KUALA LUMPUR: Nepal, hard-hit by Malaysia’s decision to bar the recruitment of foreign workers for the manufacturing and services sectors, has amended a proposed labour pact to help lift the ban on its workers.
The memorandum of understanding (MoU) on manpower hit a snag last year largely due to the Nepal government being uncomfortable with a clause allowing Malaysia to create a recruitment base in Kathmandu to directly source Nepali workers.
Nepalese Ambassador to Malaysia Dr Rishi Raj Adhikari said the earlier pre-condition requiring Nepal to approve the setting up of the recruitment base had been “re-phrased to accommodate both sides”.

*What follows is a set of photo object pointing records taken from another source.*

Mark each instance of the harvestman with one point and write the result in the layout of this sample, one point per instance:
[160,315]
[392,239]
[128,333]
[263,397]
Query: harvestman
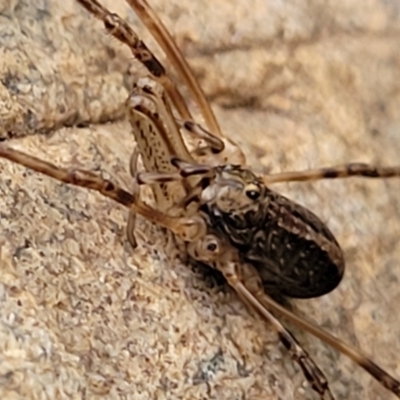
[200,199]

“On our side, the amended draft is ready. It now states that direct recruitment can be done but with the approval of the Nepal government. This is the change that we have made to accommodate Malaysia’s terms,” he said in an interview.
There are about 174,000 Nepali workers registered here, with unofficial statistics putting the figure at 400,000 including illegals.
Malaysia is the second largest employer of Nepali workers after the United Arab Emirates.
Last year, the security sector here remained the niche for Nepali workers, but the manufacturing sector also accounts for a large number of them.
Dr Adhikari, who said that about 65,000 Nepalese arrived here last year to take up jobs, said he met Home Ministry secretary-general Datuk Seri Mahmood Adam last week to urge him to review the ban on Nepali security guards.
“He told me that the stand was that if Malaysian security firms could justify recruiting Nepali workers, the ministry would consider it. It would be on a case-by-case basis,” he added.
The envoy, who launched a book on Nepal-Malaysia relations written by Hiranyalal Shrestha on Saturday, said he had proposed that his government consider sending workers to take up jobs as domestic maids in Malaysia.
“I think cases of maid abuse here are isolated as the maids are generally well-treated. I have suggested that a separate MoU be signed to govern the intake of domestic workers from Nepal,” he said.